変わったのは高校時代だ。アヤは未来から来た『アイ』に救われた。つまり田平にとっての『バク』だ。


アヤはお前と違って、『アイ』の存在をすぐに受け入れた。『アイ』のアプローチが『バク』ほど分かり辛くなく、オープンだったのかも知れない。


『アイ』のアドバイスでアヤは変わった。元々キュートな顔立ちで、才気もあったのだろう。アッという間にクラスでも中心的な存在になった。


そしてアヤは、それを『アイ』という親友のおかげだと触れ回った。時々『アイ』を友人たちの前に出したりもした。

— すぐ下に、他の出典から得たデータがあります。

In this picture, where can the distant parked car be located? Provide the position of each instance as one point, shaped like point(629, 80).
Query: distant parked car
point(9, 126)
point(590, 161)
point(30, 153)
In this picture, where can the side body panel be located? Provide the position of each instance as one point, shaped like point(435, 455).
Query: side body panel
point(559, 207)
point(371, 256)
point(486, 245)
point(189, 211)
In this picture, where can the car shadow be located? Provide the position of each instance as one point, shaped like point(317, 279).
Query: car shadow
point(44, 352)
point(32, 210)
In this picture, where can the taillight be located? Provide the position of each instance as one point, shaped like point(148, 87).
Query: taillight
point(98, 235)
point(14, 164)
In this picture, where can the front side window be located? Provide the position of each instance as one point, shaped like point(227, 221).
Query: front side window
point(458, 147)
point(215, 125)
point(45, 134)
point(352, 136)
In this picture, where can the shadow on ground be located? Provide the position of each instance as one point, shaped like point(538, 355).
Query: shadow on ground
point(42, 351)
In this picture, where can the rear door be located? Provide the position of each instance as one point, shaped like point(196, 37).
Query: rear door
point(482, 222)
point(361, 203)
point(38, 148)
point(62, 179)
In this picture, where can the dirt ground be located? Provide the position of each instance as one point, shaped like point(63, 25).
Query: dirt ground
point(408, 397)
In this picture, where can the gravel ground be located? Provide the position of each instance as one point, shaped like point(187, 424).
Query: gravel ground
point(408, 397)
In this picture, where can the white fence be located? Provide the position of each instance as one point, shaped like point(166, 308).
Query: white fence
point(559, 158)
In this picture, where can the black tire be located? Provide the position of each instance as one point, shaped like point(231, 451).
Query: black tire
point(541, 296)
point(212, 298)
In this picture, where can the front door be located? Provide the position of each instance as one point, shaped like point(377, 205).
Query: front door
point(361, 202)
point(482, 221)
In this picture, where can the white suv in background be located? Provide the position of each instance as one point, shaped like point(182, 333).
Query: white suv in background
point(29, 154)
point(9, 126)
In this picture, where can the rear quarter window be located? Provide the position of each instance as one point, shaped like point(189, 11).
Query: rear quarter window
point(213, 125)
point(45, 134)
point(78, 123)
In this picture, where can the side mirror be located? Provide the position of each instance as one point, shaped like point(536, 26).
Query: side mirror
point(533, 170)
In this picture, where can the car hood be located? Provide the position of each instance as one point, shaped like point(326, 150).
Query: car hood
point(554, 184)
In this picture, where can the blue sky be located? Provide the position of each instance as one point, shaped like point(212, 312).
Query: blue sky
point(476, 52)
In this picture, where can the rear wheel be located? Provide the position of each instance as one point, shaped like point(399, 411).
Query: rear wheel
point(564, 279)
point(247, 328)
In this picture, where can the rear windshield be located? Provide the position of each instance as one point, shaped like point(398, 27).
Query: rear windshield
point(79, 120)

誰もが、似てる似てると囃し立てた。それはそうだ。同一人物だったんだからな。


この後もしばらくはアヤと『アイ』の蜜月は続いたんだが、時津風との出会いで歯車が狂い始める」


「時津風とアヤは、いつ出会ったんだ?」


「俺も正確には分からないが、お前が『ジャンプ』でバイトしていた頃には既に付き合っていたはずだ。5、6年前になるか」


「アヤの彼氏の話は聞いたことがある。性悪な奴で、アヤが飲み会で泣いてるのを見たんだ。そいつが時津風だったわけだ。

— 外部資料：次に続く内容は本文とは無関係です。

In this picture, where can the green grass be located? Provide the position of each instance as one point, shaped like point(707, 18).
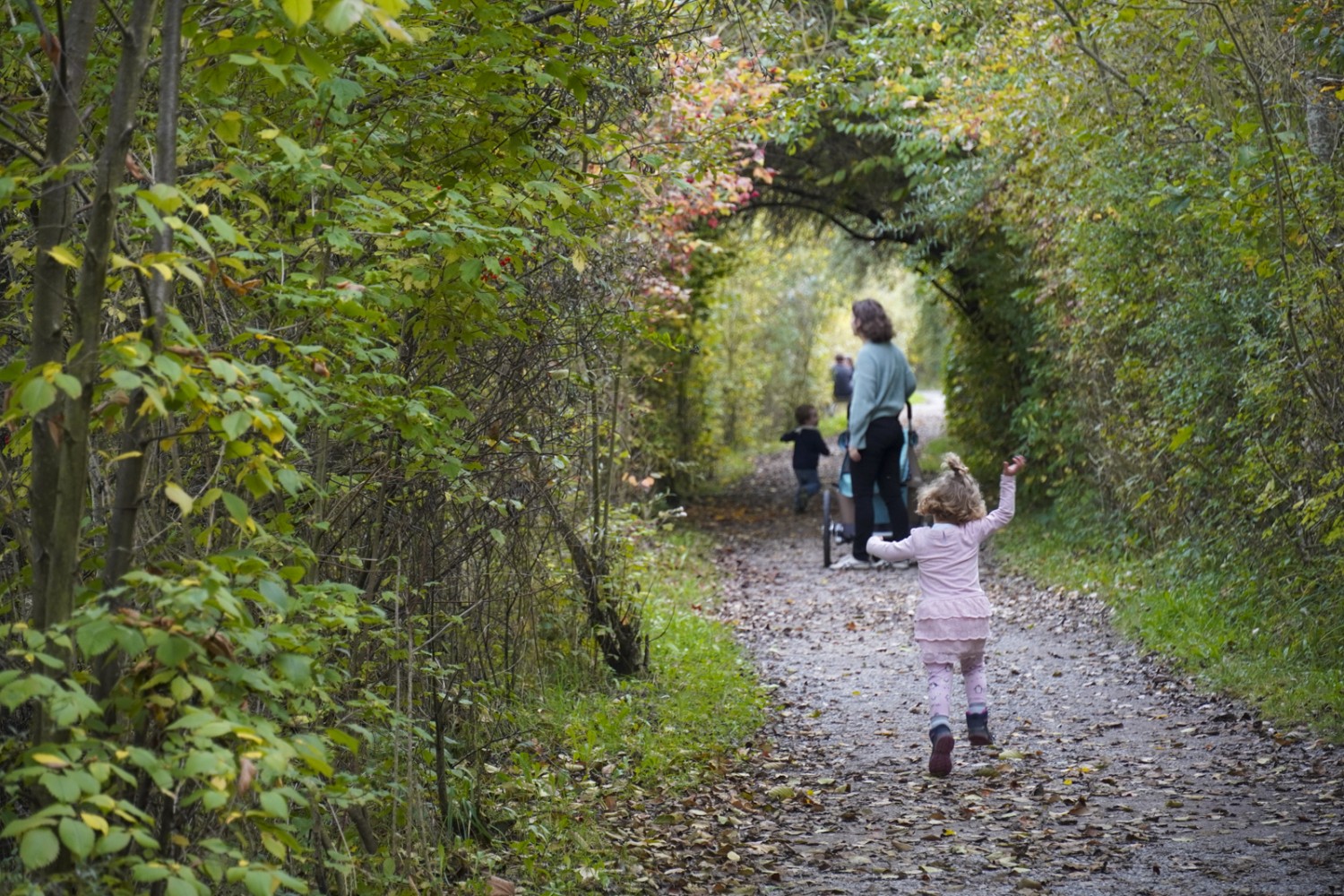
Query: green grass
point(1263, 632)
point(620, 742)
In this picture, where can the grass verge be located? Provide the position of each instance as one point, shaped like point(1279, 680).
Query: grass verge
point(1261, 633)
point(604, 751)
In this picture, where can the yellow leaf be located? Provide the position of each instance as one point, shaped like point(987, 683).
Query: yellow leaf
point(297, 11)
point(50, 761)
point(177, 495)
point(97, 823)
point(64, 255)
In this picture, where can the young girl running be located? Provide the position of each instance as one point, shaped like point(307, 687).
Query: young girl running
point(952, 619)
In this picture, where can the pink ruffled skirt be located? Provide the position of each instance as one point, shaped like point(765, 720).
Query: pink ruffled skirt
point(952, 629)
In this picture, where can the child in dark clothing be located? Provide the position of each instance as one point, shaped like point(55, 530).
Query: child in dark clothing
point(808, 447)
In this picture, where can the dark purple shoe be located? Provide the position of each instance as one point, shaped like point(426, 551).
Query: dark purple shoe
point(978, 728)
point(940, 759)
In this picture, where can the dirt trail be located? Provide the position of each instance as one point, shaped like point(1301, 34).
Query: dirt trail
point(1110, 775)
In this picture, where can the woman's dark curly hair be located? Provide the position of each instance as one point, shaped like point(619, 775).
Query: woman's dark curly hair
point(871, 322)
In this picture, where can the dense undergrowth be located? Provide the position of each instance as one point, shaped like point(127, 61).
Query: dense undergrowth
point(599, 747)
point(1255, 633)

俺がアヤに本格的に惹かれはじめたのは、それがキッカケかも知れない」


「時津風は、何かの拍子に一つの身体の中にアヤと『アイ』がいることに気が付いた。そしてその両方を手に入れた。


正に一心同体だったアヤと『アイ』が、時津風を巡ってライバルになってしまったんだ。二人は苦しんだ。骨肉の争い以上に深刻な状況が続いた。

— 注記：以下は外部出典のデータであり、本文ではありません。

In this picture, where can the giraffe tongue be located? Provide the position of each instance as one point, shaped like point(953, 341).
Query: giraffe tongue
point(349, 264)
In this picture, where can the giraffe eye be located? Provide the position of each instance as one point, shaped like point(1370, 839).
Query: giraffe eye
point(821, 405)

しかし、時津風はそれを楽しんでいた。アヤを抱いた時にわざと目立つ位置にキスマークを付けて、それを『アイ』に見つけさせたり。


おれは『アイ』と付き合うからもうお前は要らない、とアヤに別れを告げてみたり。そもそも同じ身体だ。二人が入れ替わるタイミングも掴んだ時津風は、やりたい放題だった」


「それが、悲劇を招いた」


「最初の悲劇はあのDVDの通りだ。お前のお蔭で誰も傷つかずに、ああ、お前は傷ついたんだったな。でも、大きなことにならずに済んだ」


「それもどうせ『バク』なんだろう」


「いや、俺はそう思ってないよ。それは田平、お前がやったことだと思ってる。


その部分はお前の記憶が曖昧になっているだけだ。それを俺は『バク』から聞いたんだ。間違いない」




 その時、従業員入口から音がした。松崎オーナーが到着したようだ。